Three-hundred-year spatial reconstruction of fire patterns and fire effects in mixed-conifer/aspen forests of the San Juan Mountains, southwestern Colorado

Background/Question/Methods

Understanding historical fire regimes is fundamental to understanding the factors guiding heterogeneity in forest structure within stands and across landscapes. Although mixed-conifer forests are extensive in western North America and commonly noted for their fine-grained mosaics of varying stand structure and species composition, the role of fire in generating and maintaining those mosaics is poorly understood. To characterize the historical fire regime of a representative mixed-conifer system, we conducted a study in two, 1,500-ha study areas in the San Juan Mountains of southwestern Colorado. Both study areas span the continuum from relatively dry forests dominated by Douglas-fir and ponderosa pine to mesic white fir forests. Trembling aspen forms nearly pure stands in both areas and is present in most conifer-dominated stands. Aerial photos were used to subdivide each study area into stands (10s of ha) that are relatively homogeneous in canopy structure and overstory composition. Forest structure and tree ages were sampled in each stand. Altogether, 80 stands were sampled, > 4,000 tree cores were collected, and 88 wedges were collected from fire-scarred trees. These data were used to reconstruct the spatial extent and internal heterogeneity in fire severity of the major fire events over the last 300 years.

Results/Conclusions

Although fire scars are a primary source for evaluating historical fire regimes, scars were not evenly distributed across the study areas. Scars were best recorded and preserved on ponderosa pine trees in the driest stands, but few scars were found in mesic stands dominated by white fir or aspen.

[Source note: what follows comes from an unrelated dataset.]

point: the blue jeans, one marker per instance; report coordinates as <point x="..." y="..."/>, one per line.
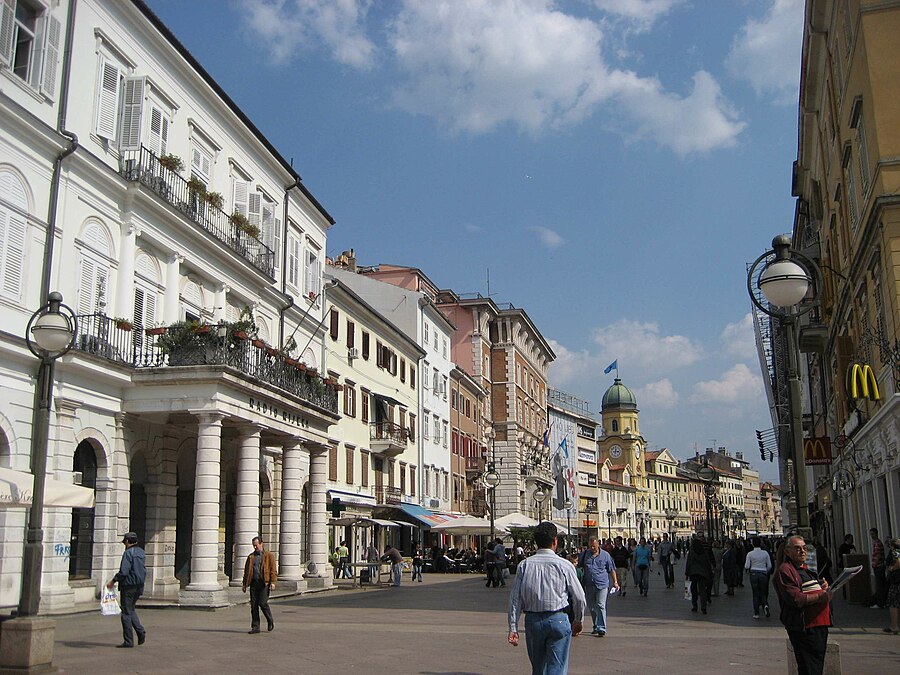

However, these stands typically have one or more abrupt pulses of tree establishment that correspond to fire-scar dates found in nearby stands. Therefore, fire scars and establishment pulses initiated synchronously across contiguous stands were used to trace the extent of each major fire event. Spatial variation in fire severity within these events was inferred by comparing the density of trees that predate the fire across stands. Fire severity varied widely over short distances, producing a fine-grained mosaic composed predominantly of multi-cohort stands with an abrupt pulse of regeneration by aspen and/or conifers within the first 2-4 decades following fire beneath older conifers at densities ranging from 30-120 trees/ha. Low-severity patches typically have less distinct pulses of post-fire regeneration, whereas high-severity patches formed even-aged aspen stands. At the stand level, fire severity varied over successive events, promoting heterogeneity in stand structures and a shifting landscape mosaic over time.